The language of potency and act provides metaphysical terminology to describe the relation between who we are as human beings and what well-designed furniture does to us. Human beings are in potency of being upright and at attention or slack and relaxed (both physically and morally). This is because rectitude and slackness are possibilities allowed for by our nature. If a person is actually upright, that potency is actualized (“in act”). We are indeed disciplined by the world around us, but this fact does not change our humanity. Rather, it makes us certain kinds of humans, by actualizing certain potencies in certain ways. Boot camp may lack soft chairs precisely because it aims to accentuate and develop a recruit’s potency for being at attention. A library has them because it wants to encourage the relaxation of the body that allows for intellectual focus.

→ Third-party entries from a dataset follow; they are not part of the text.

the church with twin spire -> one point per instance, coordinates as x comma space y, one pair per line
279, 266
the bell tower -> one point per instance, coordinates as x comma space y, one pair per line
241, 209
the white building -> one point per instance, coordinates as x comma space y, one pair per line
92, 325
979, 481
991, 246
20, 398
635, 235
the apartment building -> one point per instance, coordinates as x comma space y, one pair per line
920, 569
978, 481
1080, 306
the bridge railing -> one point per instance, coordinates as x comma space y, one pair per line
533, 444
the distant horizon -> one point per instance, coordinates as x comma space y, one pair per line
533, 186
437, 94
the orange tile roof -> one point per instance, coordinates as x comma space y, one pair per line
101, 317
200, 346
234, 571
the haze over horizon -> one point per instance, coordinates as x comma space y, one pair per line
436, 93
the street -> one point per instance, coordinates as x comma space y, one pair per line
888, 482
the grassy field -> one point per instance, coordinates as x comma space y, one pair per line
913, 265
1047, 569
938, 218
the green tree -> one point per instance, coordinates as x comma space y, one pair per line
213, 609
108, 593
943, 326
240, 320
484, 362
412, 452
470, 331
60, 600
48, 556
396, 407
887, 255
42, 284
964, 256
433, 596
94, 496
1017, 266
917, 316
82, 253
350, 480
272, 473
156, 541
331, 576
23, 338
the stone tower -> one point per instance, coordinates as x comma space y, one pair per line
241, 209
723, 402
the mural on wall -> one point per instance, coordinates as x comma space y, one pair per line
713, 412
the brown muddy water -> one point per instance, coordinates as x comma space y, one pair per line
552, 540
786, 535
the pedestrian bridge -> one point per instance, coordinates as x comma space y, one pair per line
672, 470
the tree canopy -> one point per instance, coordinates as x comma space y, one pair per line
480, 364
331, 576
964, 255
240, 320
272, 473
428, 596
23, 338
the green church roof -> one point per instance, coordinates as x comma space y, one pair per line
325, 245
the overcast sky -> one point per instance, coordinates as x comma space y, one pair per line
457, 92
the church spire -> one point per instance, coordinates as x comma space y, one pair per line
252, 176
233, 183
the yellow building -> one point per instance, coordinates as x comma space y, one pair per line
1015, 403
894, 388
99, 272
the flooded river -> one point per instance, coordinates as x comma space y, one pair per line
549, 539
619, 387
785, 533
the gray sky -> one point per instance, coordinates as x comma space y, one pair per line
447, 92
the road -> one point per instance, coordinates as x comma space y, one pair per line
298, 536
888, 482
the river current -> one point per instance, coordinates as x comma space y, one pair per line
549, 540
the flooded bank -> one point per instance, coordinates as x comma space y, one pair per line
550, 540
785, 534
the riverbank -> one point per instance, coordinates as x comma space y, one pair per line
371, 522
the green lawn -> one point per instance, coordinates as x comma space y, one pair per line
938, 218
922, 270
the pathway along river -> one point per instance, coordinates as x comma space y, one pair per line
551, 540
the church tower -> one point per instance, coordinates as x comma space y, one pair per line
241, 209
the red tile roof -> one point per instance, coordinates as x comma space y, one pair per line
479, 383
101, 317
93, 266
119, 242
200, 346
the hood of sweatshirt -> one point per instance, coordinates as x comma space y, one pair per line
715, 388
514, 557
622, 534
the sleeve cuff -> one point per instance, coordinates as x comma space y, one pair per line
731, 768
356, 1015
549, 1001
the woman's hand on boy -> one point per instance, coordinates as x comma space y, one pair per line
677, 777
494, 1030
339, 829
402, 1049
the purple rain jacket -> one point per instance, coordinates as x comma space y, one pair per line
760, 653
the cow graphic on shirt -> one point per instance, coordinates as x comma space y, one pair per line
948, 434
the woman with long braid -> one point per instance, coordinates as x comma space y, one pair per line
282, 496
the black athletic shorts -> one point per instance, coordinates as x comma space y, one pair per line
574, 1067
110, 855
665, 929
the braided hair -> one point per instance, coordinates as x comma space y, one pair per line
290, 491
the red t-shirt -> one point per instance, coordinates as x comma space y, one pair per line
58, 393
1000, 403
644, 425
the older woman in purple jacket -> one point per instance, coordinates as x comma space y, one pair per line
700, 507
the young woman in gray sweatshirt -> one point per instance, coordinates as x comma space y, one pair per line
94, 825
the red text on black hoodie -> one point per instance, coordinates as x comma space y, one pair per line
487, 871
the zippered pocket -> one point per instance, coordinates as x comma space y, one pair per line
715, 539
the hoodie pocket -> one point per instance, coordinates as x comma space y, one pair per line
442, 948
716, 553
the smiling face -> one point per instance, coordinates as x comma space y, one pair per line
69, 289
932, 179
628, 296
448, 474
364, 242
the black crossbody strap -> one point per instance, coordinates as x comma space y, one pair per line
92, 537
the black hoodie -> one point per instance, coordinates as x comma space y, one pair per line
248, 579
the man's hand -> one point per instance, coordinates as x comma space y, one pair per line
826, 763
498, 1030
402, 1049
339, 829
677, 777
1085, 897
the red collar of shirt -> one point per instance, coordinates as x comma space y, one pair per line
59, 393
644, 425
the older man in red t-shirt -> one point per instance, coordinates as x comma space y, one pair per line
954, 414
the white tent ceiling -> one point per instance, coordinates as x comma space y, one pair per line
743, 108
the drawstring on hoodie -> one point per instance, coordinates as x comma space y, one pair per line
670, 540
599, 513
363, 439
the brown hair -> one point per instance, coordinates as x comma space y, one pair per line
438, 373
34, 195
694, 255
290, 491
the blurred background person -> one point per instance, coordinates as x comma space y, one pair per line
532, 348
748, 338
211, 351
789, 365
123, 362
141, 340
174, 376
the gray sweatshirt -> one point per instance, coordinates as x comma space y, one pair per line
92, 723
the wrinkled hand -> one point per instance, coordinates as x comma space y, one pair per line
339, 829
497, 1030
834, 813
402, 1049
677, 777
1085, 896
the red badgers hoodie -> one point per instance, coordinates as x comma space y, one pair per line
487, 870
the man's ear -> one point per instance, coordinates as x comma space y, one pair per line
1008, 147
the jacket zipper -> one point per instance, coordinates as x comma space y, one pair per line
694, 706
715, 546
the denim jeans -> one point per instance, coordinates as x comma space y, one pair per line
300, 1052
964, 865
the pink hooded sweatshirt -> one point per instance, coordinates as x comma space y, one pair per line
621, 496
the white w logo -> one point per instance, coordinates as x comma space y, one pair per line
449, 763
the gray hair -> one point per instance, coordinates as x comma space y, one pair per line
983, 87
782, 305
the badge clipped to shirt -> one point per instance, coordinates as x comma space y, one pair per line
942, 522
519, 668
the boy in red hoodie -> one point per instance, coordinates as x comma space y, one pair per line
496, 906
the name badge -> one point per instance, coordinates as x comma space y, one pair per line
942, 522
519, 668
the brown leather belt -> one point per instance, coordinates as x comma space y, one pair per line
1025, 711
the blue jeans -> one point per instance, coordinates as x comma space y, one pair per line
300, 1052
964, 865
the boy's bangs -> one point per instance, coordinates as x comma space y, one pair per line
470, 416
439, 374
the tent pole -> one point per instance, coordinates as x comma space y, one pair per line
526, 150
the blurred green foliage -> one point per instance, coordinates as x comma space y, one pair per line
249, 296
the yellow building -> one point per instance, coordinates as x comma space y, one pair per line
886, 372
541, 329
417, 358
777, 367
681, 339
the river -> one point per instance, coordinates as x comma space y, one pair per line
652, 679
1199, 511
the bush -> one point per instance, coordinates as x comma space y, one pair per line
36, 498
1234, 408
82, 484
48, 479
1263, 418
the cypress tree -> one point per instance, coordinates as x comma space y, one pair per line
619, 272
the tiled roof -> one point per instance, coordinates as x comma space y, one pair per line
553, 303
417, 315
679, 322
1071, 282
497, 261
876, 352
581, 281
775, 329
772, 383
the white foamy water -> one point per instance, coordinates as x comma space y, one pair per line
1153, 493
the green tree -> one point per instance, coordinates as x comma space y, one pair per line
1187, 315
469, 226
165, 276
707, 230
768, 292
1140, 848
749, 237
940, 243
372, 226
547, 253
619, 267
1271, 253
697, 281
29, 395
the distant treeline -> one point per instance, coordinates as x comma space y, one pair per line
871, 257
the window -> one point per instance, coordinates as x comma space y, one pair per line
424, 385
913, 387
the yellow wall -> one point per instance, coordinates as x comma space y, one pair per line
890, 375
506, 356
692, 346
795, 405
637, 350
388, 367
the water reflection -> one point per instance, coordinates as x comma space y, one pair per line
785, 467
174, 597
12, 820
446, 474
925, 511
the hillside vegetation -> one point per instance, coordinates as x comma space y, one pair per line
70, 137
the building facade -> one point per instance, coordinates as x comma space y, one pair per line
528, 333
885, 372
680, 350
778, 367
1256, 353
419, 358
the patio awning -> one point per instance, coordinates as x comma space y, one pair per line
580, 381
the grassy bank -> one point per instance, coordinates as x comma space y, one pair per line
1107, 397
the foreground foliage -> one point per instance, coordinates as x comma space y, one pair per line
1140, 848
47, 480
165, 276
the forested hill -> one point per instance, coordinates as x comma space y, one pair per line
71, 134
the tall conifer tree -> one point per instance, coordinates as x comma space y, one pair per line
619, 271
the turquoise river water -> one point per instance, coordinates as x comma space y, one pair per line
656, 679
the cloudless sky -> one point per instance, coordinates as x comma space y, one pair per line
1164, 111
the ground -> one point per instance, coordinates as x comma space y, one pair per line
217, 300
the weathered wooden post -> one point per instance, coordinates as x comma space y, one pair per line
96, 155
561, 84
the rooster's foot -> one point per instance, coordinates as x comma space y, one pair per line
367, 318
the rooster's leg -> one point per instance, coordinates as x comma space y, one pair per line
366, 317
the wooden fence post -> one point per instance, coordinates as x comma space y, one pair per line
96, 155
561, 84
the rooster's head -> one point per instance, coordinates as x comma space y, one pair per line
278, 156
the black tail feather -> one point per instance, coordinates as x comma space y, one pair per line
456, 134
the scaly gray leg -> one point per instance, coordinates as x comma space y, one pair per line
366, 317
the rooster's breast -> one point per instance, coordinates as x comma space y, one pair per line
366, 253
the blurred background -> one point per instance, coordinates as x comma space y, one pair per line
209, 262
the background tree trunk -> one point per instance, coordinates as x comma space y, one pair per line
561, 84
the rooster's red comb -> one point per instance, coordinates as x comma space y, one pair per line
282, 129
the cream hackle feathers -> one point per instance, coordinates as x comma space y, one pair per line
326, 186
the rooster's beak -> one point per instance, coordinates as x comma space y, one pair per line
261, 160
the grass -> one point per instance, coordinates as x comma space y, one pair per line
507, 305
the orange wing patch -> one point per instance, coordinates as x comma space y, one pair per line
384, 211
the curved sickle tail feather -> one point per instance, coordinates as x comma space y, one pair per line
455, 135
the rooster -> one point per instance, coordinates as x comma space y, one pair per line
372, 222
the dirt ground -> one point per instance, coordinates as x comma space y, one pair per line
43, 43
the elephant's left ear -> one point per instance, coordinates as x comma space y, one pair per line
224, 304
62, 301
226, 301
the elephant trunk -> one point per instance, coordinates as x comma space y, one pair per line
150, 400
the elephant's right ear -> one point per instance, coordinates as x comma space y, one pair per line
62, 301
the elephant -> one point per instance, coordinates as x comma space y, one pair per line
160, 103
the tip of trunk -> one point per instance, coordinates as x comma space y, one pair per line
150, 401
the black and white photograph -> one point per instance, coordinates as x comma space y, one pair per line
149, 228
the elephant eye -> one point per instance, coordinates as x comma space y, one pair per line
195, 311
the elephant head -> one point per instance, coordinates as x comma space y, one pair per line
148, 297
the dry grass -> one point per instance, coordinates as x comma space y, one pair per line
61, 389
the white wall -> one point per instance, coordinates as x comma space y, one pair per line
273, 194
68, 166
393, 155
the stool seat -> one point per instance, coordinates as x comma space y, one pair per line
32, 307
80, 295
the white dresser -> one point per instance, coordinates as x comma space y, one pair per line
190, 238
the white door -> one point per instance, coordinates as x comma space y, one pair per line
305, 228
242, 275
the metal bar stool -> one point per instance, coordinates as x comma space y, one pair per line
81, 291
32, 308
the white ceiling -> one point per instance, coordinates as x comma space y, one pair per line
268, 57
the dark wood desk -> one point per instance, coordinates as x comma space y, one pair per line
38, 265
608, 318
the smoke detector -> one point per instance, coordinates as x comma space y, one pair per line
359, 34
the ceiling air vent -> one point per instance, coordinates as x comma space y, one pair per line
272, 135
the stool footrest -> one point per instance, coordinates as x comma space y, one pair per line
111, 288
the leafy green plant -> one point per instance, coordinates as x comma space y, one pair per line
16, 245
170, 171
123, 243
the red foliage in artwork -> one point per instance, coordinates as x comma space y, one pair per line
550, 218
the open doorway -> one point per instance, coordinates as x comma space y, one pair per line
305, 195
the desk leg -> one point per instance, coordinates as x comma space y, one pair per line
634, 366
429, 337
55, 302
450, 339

The classical terminology of potency and act is relevant because Foucault is riding on its coattails with his language of “power.” He believed that the entire theory of the metaphysical structure of things—matter and form, potency and act, natures—is itself an artifact of cultural conditioning, given shape by power-relations in the Greco-Roman world and, later, in Christian societies. Foucault insists that there is nothing deeper than power. Nothing resides within us as an innate potency; there is only that which acts upon us from the outside, like the blacksmith’s hammer blows, which give form to the iron ingot. Thus, for Foucault, external power is the real and sole metaphysical structure, which replaces the potency of nature and its innate capacity to be actualized.
In a word, Foucault exchanges nature for artifice. The metaphysical interiority of the person is traded out for the actions of power in shaping the person. Philosopher Gilles Deleuze, a friend of Foucault, puts it this way: “The inside is an outside operation.”